36 As to all of those considerations, I would say this: I am not persuaded that the words “may determine” which appear in section 59(2) of the Appeal and Review Act do confer an overriding discretion of the kind to which the submissions of learned counsel for the first defendant refer. It is, however, unnecessary to determine finally that point, because even if I were persuaded that the statutory expression carried with it such an overriding discretion, I would not think it right to exercise such a discretion adversely to the plaintiff in the present proceedings.
37 If it be correct to suppose that a Local Court magistrate has made an order vitiated by fundamental error of law; and more so, if one of those fundamental errors of law is a failure to accord procedural fairness to the prosecution; then I cannot suppose it to be correct, either in principle or in practice, to refuse to intervene in order to correct such a state of affairs. To do so would be, in my view, not to give effect to the statute, but to deprive it of the effect which, as it seems to me, the Legislature clearly intended that it should have.
38 I propose, therefore, to give some relief to the plaintiff. That being so, it is necessary to consider how best that relief is to be framed. The summons proposes a series of elaborate declarations. I do not think that it is appropriate to give relief of that kind.
39 It seems to me that the proper approach is to cleave to the language of the statute itself, which I propose to do by making these orders:
40 The appeal is upheld. The order of the second defendant made on 23 April 2003 and dismissing the information laid against the first defendant, is set aside. The proceedings are remitted to the Downing Centre Local Court, there to be heard and determined according to law and in conformity with this judgment.
41 The prayers for relief in the summons include a prayer for an order that the proceedings, if so remitted, be heard afresh by another Magistrate. I do not think that it is appropriate for the Supreme Court to intrude so far into the affairs of the Local Court as to make such an order. There are reasons, obvious and commonsense reasons as I would respectfully think, for the re-listing of the matter before a Magistrate other than the second defendant; but what is in fact to be done in that regard is, as I think, a matter for the Chief Magistrate or his delegate, and not a matter for a Judge of this Court.

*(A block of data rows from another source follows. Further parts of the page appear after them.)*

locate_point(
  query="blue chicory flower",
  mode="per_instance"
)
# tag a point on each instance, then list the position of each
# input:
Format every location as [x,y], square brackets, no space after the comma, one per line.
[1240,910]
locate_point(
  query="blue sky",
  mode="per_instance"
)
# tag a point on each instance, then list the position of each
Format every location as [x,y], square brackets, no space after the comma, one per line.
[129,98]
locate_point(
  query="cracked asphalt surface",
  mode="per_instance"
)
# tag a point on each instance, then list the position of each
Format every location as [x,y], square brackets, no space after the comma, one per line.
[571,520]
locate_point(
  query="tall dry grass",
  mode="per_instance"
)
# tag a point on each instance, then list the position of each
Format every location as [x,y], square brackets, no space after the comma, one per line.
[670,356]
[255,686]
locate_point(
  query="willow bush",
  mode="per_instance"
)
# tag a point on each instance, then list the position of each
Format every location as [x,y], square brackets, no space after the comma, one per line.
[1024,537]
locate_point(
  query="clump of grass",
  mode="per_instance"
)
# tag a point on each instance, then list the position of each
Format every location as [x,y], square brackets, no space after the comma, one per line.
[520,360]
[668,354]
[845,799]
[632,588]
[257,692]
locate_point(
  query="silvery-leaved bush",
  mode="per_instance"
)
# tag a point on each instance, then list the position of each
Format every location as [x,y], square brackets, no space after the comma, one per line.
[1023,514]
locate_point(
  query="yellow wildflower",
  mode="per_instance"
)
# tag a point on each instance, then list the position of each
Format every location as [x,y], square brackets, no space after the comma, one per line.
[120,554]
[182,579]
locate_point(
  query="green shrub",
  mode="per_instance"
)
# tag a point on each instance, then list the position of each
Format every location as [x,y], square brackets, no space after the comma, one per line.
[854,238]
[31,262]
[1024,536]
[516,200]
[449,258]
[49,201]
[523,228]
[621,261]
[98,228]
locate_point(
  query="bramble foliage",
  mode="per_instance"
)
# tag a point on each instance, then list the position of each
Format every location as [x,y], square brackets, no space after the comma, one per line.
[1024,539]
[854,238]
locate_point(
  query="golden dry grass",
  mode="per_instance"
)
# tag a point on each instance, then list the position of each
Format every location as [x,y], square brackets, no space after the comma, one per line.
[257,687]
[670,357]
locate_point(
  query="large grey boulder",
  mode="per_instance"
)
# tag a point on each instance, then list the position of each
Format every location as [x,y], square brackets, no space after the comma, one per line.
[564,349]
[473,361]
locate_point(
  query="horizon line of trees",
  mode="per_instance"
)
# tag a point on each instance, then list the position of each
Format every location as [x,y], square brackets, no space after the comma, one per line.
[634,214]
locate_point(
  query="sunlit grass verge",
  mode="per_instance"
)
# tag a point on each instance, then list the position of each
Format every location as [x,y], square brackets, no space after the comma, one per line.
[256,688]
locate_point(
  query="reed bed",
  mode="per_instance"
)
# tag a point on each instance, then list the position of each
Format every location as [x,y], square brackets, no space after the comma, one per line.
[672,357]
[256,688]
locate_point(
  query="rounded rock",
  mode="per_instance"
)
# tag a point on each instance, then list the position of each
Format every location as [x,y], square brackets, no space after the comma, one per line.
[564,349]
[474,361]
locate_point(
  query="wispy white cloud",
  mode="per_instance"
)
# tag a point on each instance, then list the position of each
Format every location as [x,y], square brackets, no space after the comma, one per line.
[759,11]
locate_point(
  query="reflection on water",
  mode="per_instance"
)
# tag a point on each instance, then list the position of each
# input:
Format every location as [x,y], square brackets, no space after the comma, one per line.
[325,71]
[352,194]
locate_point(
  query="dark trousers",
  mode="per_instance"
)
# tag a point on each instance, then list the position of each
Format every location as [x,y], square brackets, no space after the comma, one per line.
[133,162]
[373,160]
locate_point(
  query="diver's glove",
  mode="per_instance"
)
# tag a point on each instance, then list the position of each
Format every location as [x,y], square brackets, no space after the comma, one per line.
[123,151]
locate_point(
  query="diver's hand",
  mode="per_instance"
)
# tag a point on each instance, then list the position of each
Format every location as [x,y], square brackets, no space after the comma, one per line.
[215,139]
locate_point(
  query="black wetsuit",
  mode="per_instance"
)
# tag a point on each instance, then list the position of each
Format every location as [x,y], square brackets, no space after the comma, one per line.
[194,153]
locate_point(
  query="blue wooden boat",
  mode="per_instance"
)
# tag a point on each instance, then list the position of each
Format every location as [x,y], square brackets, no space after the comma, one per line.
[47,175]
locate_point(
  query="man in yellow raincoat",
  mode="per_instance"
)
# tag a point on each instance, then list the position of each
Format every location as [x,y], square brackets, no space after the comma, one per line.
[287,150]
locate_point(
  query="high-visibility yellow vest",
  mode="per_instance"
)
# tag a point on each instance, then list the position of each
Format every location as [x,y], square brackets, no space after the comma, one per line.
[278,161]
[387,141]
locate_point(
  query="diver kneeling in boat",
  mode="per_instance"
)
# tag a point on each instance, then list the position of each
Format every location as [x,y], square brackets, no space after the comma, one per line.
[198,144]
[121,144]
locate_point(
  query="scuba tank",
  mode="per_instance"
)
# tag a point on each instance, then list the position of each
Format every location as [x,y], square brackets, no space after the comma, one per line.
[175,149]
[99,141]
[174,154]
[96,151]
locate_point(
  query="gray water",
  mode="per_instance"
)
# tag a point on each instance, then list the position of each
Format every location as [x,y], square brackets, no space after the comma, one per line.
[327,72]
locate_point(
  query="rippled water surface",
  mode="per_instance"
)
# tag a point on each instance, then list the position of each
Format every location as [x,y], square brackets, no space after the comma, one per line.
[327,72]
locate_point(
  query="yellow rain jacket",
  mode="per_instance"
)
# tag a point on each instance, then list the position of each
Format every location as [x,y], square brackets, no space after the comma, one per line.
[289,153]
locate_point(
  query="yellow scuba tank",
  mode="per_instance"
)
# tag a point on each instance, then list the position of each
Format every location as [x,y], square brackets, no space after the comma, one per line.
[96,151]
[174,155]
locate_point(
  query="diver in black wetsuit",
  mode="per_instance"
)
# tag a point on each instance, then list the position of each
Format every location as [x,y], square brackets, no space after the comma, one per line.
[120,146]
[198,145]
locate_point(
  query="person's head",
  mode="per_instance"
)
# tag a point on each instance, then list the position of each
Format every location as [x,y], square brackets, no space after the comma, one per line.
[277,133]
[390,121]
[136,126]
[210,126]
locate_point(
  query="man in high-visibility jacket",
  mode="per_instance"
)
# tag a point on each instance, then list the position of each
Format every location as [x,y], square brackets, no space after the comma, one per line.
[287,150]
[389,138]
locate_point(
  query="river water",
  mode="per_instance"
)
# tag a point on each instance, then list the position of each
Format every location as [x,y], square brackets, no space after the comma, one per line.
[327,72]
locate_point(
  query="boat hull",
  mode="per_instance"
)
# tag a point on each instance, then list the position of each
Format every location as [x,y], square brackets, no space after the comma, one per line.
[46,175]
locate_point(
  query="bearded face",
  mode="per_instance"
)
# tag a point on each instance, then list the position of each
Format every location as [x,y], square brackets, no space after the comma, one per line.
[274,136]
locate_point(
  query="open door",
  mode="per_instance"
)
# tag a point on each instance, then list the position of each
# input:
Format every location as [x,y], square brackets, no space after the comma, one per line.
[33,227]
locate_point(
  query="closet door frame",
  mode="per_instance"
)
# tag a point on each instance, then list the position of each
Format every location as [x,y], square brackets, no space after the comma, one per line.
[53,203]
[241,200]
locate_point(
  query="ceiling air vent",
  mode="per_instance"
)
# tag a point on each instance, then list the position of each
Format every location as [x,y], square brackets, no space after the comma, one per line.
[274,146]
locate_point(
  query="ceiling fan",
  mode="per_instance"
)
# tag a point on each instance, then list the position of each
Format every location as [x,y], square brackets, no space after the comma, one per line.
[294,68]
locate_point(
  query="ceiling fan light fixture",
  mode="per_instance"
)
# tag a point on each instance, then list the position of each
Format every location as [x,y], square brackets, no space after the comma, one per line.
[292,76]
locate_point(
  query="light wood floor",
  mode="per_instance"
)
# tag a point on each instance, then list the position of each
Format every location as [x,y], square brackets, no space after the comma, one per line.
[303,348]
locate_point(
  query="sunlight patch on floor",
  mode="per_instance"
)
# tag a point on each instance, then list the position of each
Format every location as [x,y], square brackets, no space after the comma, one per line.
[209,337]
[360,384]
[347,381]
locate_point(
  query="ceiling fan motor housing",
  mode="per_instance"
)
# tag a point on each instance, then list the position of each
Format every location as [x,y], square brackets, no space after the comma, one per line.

42 The plaintiff makes an application for costs. I accept that in proceedings of this kind there is room for the argument that the conventional stance should be taken, that is to say, that costs should follow the event; but it does not seem to me that it would be fair to make such an order. As I have earlier remarked, it cannot be said in any reasonable way that it is Mr Wunderwald’s fault that the proceedings in the Local Court have miscarried.
43 In those circumstances I do not think that justice would be done by imposing upon him the burden of paying the prosecution costs. There will be no order as to costs.